Cuando me abstraigo no toco para mí, sino para el arte, para los espíritus sublimes. Cuando siento que estoy solo, y logro que el sonido me hipnotice; cuando pierdo el miedo escénico. Es en ese momento en que solo existimos la música y yo. Cada vez que salgo a escena apuesto por esos momentos.

¿Cómo aprecia la música popular un artista consagrado a la clásica?

Disfruto tanto escuchando un concierto de Rajmáninov como una rumba de Los Muñequitos de Matanzas. Es un acto artístico tan grande como una sinfonía. No considero que ser músico clásico es superior a ser tocador de rumba. Eso es lo fantástico de Cuba, que es una Isla pródiga en creatividad.

Muchas de sus presentaciones han comenzado con el Ave María, de Schubert. ¿Significa algo en particular para usted?

Hay piezas que se entregan, que ayudan a pasar ese trago amargo inicial en el que uno no sabe si el público vino, si la sala está vacía, si te van a aplaudir. Esa incertidumbre siempre crea tensión. Parece que por la espiritualidad de esa pieza, contribuye a que la gente se concentre. El Ave María me da suerte.
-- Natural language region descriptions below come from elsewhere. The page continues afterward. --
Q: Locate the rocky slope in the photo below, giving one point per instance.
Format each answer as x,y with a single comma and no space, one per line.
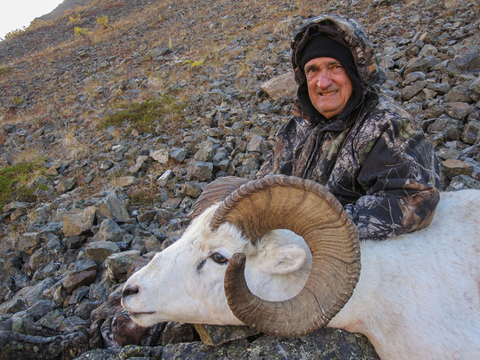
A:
107,196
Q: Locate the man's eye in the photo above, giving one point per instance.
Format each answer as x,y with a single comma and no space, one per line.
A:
219,258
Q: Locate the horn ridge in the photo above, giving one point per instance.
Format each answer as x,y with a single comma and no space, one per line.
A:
308,209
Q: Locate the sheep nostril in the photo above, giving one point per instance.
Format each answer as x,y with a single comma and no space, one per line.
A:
129,291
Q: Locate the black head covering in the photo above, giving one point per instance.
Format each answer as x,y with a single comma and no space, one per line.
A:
322,45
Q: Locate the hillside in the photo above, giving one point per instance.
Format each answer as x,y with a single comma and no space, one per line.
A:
146,102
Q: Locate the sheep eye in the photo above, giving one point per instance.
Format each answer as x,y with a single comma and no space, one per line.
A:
219,258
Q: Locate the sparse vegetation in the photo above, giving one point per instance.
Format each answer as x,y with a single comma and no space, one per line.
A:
5,70
145,116
18,182
102,21
81,31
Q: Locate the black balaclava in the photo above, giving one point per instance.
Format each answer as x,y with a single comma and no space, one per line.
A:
321,45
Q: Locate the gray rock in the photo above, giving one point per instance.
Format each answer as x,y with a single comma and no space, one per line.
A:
457,94
79,221
449,127
205,152
110,231
161,156
125,181
162,180
146,214
118,264
111,207
280,86
215,335
28,242
458,110
202,171
179,154
410,91
471,132
77,279
98,251
452,168
416,64
66,185
463,182
175,333
39,258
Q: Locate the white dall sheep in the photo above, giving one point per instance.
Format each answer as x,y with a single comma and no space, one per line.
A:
417,296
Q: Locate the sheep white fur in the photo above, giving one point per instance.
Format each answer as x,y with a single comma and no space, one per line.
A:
418,296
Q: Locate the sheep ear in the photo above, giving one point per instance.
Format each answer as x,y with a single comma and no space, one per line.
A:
285,259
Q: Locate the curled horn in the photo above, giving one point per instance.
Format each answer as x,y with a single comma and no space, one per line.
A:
309,210
216,192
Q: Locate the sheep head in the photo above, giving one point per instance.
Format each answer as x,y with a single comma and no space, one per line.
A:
234,239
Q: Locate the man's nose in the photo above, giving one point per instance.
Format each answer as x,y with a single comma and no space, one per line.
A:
324,79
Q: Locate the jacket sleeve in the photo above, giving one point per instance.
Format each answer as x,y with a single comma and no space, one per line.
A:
399,176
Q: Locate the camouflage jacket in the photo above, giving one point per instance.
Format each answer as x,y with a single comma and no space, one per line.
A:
377,162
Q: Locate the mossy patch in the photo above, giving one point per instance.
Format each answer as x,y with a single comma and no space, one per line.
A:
17,182
147,115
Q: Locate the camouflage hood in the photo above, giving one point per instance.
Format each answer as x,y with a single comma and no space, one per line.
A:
347,32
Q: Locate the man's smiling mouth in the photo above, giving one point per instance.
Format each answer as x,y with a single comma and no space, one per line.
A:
330,93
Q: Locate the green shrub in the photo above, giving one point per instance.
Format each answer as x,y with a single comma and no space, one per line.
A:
6,70
81,31
103,21
145,116
17,182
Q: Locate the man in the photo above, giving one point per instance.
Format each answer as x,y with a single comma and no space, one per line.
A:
348,136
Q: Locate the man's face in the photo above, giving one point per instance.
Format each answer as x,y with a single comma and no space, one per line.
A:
329,86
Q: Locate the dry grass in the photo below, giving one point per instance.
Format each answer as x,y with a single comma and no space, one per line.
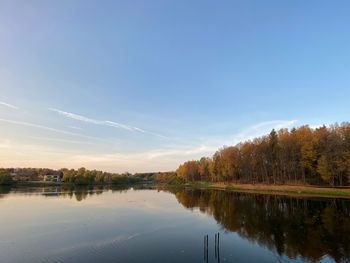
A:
285,189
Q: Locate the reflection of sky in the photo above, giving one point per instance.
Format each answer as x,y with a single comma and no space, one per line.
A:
127,226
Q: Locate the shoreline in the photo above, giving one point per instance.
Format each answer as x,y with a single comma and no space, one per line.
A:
292,190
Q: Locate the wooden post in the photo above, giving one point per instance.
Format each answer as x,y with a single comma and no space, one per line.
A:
218,248
215,245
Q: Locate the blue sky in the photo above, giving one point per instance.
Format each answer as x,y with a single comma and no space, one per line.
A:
145,85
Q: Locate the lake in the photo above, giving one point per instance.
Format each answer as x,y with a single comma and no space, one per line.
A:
137,224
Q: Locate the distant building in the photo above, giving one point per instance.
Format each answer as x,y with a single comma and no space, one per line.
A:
53,178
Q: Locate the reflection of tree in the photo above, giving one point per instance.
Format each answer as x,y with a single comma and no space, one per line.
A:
4,189
310,228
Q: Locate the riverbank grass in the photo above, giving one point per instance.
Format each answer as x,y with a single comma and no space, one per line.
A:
278,189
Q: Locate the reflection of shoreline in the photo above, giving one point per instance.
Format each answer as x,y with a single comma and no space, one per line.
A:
78,192
295,227
290,190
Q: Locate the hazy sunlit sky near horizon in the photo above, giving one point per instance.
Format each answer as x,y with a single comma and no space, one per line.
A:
145,85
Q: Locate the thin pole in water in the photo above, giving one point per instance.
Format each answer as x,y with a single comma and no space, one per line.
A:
218,247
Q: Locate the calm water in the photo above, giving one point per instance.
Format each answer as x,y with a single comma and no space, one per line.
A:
148,225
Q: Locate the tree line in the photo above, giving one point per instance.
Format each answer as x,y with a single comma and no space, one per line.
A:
301,155
80,176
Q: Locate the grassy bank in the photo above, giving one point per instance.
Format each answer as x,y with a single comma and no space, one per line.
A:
276,189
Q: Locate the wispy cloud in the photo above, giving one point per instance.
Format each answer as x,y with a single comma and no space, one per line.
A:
28,124
9,105
105,123
75,128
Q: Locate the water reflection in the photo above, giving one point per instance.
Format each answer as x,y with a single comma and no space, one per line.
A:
310,228
305,229
79,193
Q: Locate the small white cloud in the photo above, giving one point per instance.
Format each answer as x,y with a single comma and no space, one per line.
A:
105,123
28,124
9,105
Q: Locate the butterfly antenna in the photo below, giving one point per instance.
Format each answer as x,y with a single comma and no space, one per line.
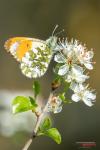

¿Qué espera del concierto de este sábado en el Suñol?

Si tenemos suerte, si el duende baja, si la inspiración llega, este sábado en la noche será fabuloso. Espero que los holguineros dejen a un lado la tradición inhibitoria de no aplaudir mucho. Si no nos lo ganamos, como si se van del teatro; pero si nos lo merecemos, que aplaudan, que griten, que se paren. Tan malo es un público que constantemente está regalando su beneplácito, como el que, para hacerse importante o culto, se lo niega al artista que lo merece.

¿Qué persigue Frank Fernández en esta etapa de su vida?

Tengo un sueño cada día. Parece que un día me quedaré dormido para siempre, pero sin dejar de soñar. Mis sueños son complejos, difíciles. Uno de los más grandes de este momento es que los buenos músicos cubanos no tengan necesidad de emigrar para poder hacer sus carreras. Sé que no lo puedo resolver, pero por lo menos lo he empezado a repetir, porque creo que si otros países lo han conseguido, para nosotros es posible.